As the summer developed, two special projects helped bring our new outfits to a high degree of precision: the city of San Diego planned to dedicate Lindbergh Field, and the city of Los Angeles would be host to the national air races in dedication of Mines Field. This gave the staff an opportunity to keep the squadrons practicing their close formations, a drill that tended to bore them; they preferred the dive-and-zoom of practical combat exercises. But now, returning from the many operating areas Frank had established in the back country, they passed in review before the admiral’s critical eye, flying wing-and-tail in tight parade formations. Tommy Tomlinson, with the first section of his squadron, began practicing section acrobatics, putting on a rhythmic show of breathtaking formation loops, rolls, and dives.

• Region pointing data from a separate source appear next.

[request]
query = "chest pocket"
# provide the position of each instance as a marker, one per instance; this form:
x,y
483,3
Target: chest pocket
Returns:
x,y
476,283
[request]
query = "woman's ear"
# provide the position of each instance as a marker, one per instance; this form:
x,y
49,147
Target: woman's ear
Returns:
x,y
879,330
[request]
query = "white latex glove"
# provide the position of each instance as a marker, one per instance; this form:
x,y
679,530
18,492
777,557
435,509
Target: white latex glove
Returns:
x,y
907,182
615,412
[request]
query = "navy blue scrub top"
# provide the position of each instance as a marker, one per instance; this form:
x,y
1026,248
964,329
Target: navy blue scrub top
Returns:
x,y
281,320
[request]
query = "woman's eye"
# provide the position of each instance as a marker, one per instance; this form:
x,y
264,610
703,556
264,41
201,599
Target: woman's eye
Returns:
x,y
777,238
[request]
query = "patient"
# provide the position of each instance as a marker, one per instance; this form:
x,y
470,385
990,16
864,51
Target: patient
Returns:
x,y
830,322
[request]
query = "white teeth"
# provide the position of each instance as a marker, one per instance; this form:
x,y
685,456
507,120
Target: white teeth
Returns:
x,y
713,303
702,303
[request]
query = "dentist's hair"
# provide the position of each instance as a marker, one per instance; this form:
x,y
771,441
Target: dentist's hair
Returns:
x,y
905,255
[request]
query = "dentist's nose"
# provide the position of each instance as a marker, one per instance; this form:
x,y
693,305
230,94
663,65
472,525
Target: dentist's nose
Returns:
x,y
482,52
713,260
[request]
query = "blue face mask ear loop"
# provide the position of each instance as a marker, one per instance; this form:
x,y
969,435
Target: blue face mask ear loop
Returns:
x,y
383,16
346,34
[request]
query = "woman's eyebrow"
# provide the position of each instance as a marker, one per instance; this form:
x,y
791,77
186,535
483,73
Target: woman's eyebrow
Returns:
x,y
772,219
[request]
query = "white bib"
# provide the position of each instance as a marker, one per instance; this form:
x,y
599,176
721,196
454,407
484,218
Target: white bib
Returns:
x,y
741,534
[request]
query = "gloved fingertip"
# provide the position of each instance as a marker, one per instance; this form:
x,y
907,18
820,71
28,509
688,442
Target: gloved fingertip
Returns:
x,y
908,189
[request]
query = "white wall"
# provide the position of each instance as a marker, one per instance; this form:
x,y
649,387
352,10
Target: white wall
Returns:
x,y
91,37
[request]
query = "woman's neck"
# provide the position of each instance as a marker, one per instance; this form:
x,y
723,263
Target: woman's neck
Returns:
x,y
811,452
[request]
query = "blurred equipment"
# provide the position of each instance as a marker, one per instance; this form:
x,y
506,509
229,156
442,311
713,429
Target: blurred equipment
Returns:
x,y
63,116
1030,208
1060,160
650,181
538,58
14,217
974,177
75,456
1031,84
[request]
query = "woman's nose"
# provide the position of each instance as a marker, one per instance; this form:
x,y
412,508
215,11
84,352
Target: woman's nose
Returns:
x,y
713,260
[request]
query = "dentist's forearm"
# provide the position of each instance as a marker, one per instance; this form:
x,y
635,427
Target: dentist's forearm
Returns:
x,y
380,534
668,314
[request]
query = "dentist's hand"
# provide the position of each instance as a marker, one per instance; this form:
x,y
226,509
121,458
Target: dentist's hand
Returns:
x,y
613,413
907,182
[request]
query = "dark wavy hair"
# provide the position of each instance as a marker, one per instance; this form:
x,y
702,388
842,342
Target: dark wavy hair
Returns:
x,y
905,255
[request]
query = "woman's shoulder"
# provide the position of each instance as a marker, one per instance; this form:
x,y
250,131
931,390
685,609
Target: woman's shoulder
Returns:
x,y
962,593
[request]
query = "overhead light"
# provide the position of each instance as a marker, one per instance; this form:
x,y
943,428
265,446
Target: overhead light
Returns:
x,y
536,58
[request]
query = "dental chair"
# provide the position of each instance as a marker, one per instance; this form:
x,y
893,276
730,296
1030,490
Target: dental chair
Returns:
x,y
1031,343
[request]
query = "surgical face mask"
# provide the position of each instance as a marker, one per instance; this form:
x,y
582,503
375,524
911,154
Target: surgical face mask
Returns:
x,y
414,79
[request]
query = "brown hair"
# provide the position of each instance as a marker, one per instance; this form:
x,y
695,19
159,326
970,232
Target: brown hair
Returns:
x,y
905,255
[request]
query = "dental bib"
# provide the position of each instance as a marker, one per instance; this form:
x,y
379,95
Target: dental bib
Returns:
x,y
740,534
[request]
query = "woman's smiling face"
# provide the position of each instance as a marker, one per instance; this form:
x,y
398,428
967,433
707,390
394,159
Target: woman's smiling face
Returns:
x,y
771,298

At the dedication of Lindbergh Field, the overcast lay so close to the surface that, save for fine air discipline, we should have had to call off our participation. Instead, we flew some four hundred fleet aircraft in a thrilling fly past, at low altitude, with the tails of the formations lost in the clouds. Later at the National Air Races in Los Angeles, Tommy’s Three Sea Hawks stopped the show with their precision acrobatics. The Army responded with their Three Musketeers. When one of their team was unfortunately killed in an accident, Charles Lindbergh, stepping into the lead position, gave the crowd a sample, not alone of his own flying, but also of the quality of his teamwork and personal leadership.

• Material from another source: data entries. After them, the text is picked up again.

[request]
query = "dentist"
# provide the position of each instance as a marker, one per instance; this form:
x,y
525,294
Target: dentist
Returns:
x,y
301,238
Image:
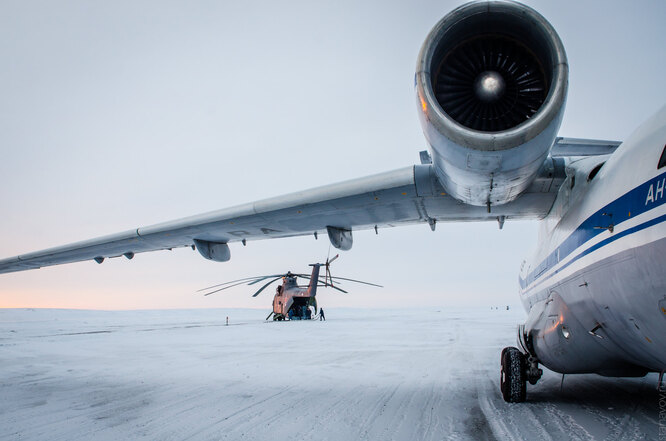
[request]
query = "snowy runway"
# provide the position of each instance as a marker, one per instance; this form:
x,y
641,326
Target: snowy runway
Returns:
x,y
364,374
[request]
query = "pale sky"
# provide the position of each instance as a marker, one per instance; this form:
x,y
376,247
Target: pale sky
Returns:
x,y
115,115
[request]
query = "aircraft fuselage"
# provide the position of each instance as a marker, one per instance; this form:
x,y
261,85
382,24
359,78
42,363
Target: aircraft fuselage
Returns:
x,y
595,291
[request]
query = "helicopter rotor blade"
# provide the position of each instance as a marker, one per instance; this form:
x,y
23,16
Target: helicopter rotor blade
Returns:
x,y
357,281
231,281
334,287
223,288
265,286
265,277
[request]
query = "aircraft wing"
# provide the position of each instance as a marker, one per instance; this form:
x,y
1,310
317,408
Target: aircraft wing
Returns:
x,y
404,196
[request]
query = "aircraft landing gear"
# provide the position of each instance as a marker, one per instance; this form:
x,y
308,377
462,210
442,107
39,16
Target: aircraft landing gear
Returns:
x,y
512,380
517,370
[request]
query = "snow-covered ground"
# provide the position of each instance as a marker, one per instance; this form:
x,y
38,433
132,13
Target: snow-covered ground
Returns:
x,y
363,374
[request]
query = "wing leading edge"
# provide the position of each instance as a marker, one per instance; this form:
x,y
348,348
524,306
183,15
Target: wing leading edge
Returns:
x,y
404,196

It was in the National Air Races, too, that the air-cooled engine finally triumphed completely over liquid-cooled. A year earlier, Claire Egtvedt had come down from Seattle to get our ideas on the specifications for a new plane to replace his current production F3B. Primed by me, the admiral had given him the requirements for what had since become the first experimental single-seat fighter bomber, the XF4B. Flown by Tom Jeter in the free-for-all pursuit race, this airplane won handily, running away from the special souped-up liquid-cooled entries. Later in a special event promoted by Bill Boeing, a race to altitude from a standing start, Mort Seligman, in the XF4B, executed a triumphant loop over the T4M station ship cruising at 10,000 feet above the thronged grandstand, and dived back onto the field before the nearest competitor could climb to the target. Jim Fechet, Chief of the Army Air Service, followed Bill onto the field to get the Army’s first order in ahead of the Navy. In subsequent years this basic airplane served both Army and Navy, the one as P-12, the other as F4B, with variations to suit the special requirements of each.

Returning to San Diego, we spent the autumn of 1928 at gunnery training, interspersed by monthly tactical exercises with the fleet. All three carriers and their squadrons operated in conjunction with cruisers, destroyers, and submarines against a simulated enemy battle line and in support of our own “backbone.” Yet even as we developed intricate joint attacks under this time-honored doctrine, we in COMAIRONS began to flirt with a revolutionary concept: maybe our task force could defeat the battle line singlehanded! From here to the fantastic proposal to use battle wagons in support of aircraft carriers was a terrific mental leap. When the detailed plans for the winter exercises became available, we drew a long breath and took it.